RBI is also supposed to regulate transfer of immovable party outside India, other than a lease not exceeding five years by an Indian and likewise acquisition or transfer of immovable property in India, other than a lease not exceeding Five years, by a person outside India.
RBI will also regulate offer of a guarantee or surety in the matter of debt, obligation or other liability incurred by an Indian and owed to a person resident living outside India.
Under FEMA, exporter will furnish to RBI a declaration containing true and correct material information about full value of export for the purpose of realisation of export proceeds.
Exporter of Services shall furnish to RBI a declaration incorporating true and correct information about the value of exports. FEMA also gives certain clauses about penalty to be imposed in the methods of appeal and adjudication.
FERA Vs. FEMA:
FERA — Exchange Regulation
FEMA — Exchange Management
FERA — requires RBI’s permission
FEMA — Excepting on dealing in Foreign Exchanges no permission is necessary, from RBI.
FEMA — Came out a time when India’s foreign exchange position was satisfactory.

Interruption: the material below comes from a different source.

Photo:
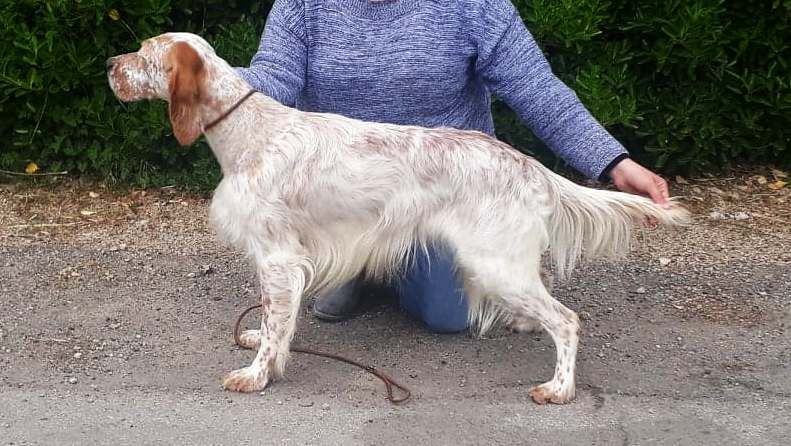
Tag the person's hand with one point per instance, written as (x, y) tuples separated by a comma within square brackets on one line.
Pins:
[(628, 176)]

For Fema India Government gave notice to IMF, in which the stated no restrictions will be imposed on remittances of foreign exchange at least in the current A/c transaction.
FERA — Gives wide power to Enforcement directorate to arrest any person, seize any document
FEMA — Violation will not bring any criminal proceedings. It is a civil offence. FEMA removes threat of imprisonment. According to many analysts FEMA removes dragoman measures of FERA. It is a step towards capital Account Convertibility.
Government has tried to remove restrictions of foreign exchange moment in the country. It assures interest of international investors will be protected. FEMA is a civil law, FERA makes the accused responsible but FEMA makes enforcement agency responsible.
The fact is that FEMA is an improvement over FERA. The FEMA makes the approach more flexible. India’s foreign exchange reserves have also increased in a significant manner.
It has crossed the mark of 100 billion. One RBI study shows major sources of reserve accretion is due to favourable current account situation, non-debt creating capital flows and valuation gains. FIIs have shown interest in port folio investment in a big way.
FEMA has been helpful in removing hazards of foreign exchange management, was also instrumental, in many cases, in accumulation of reserves.
The FEMA aims to consolidate and amend laws of the Foreign Exchange which would promote orderly development and maintenance of foreign exchange market. In this objective, it has been more or less successful.